Tuesday, 27 January 2015

We have only just worked out how sodium explodes in water

This classic experiment is one of the many explosions that encouraged me to pursue a career in chemistry. But ever wonder why it explodes I thought that the generation of hydrogen on the surface had a part to play this does explain the burning but for an explosion you need to have a large enough surface area to have a reaction fast enough to really get a boom. If you know anything about the thermite reaction or flour bombs a huge surface area allows the reaction to proceed fast enough to build up pressure and explode.
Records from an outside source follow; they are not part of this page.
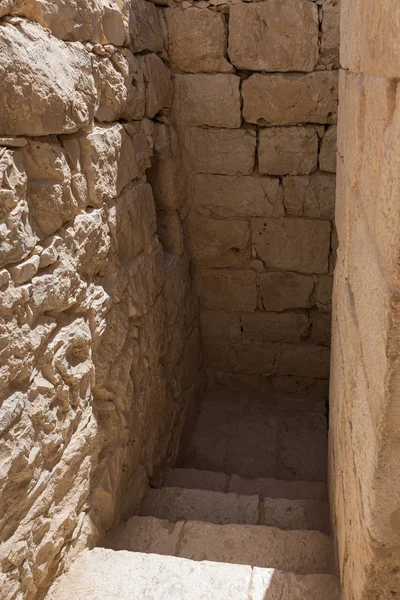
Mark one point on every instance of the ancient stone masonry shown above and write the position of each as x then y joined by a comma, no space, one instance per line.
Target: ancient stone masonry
255,100
364,451
99,341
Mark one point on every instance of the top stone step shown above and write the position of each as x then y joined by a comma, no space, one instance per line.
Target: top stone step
264,487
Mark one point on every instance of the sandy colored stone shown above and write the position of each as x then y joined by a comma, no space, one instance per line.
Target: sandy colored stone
229,196
207,99
220,325
225,289
310,196
287,150
179,504
306,360
63,97
280,291
197,40
273,327
274,36
268,99
293,244
217,243
158,83
221,151
327,154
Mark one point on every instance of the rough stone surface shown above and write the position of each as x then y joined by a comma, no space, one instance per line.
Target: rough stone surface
197,40
287,150
293,244
268,99
222,151
274,36
207,99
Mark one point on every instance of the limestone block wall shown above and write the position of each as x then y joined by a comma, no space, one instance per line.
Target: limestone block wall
255,101
99,340
364,442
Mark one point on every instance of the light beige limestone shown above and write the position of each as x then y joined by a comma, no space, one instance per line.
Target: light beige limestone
225,289
222,151
207,99
227,196
274,36
287,150
268,99
180,504
217,243
197,40
310,196
293,244
280,291
63,97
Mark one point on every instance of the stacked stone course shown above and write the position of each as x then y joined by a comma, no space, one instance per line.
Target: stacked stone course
255,100
100,346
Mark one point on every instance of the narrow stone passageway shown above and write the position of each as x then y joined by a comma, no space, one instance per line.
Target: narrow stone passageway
243,515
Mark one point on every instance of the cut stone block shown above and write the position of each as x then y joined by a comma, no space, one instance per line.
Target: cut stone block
286,290
274,327
212,100
223,151
310,196
179,504
268,99
217,243
288,150
230,290
225,196
327,154
274,36
197,40
293,244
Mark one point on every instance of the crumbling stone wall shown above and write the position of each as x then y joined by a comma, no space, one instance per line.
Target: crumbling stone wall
364,398
255,99
100,346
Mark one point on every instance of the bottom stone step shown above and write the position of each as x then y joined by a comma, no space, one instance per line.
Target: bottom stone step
102,574
255,545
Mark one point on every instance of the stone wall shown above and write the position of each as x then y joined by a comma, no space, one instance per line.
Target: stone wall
365,387
99,341
255,100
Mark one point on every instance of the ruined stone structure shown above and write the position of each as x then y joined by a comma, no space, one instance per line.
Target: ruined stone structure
168,242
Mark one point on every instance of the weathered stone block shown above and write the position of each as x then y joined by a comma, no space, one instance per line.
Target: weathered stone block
230,290
330,40
217,243
293,244
158,82
212,100
327,154
274,327
268,99
274,36
197,40
220,325
145,31
47,85
310,196
303,360
288,150
225,196
280,291
223,151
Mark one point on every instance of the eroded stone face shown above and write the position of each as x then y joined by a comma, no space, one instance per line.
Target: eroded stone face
274,36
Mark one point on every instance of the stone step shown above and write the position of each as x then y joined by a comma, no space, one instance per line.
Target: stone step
265,487
302,552
182,504
102,574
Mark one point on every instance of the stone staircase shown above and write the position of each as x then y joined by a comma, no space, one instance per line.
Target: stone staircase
210,535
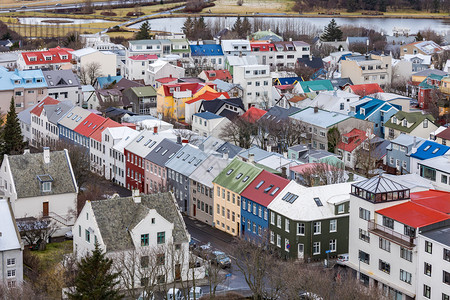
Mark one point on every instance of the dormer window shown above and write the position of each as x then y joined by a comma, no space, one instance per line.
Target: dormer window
46,182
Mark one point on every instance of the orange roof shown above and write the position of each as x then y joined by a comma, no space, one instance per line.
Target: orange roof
366,89
355,138
413,214
253,114
97,134
37,110
208,95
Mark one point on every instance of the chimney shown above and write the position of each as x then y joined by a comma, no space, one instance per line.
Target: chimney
136,196
46,155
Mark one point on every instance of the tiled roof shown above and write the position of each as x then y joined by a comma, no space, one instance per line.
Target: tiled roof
26,167
116,217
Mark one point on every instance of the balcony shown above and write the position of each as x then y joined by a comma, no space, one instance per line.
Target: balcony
391,235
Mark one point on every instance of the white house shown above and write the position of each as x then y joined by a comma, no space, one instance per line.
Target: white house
146,224
11,247
256,83
41,185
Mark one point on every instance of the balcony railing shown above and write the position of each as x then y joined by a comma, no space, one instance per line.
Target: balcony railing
391,235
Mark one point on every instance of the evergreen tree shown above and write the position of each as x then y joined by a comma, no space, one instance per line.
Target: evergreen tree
11,136
188,28
95,279
246,27
332,32
144,32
Also unlike gun powder which already has the fuel and oxidant mixed together only at the sodium water interface can you get the reaction so surface area is crucial. Using a high speed camera and some neat simulations researchers have just work out how sodium increases it's surface area enough to cause an explosion.

Put most simply sodium quite easily gives up its outer most electron and becomes the positive sodium ion. What they found was that when sodium is put into water the water sucks the electrons from the surface of the sodium metal. Without the electron you just have positive ions which repel each other this causes small needle like fingers of sodium to extend into the water. This greatly increases the surface area causing hydrogen gas build up and allows for the big explosion.

The high speed images show the needle like filaments. The crucial frame is 0.4ps 5th image from the top middle column where you can see the needles of sodium and potassium (potassium is added to make a liquid metal for easier dropping). The next frame shows the explosion at the surface.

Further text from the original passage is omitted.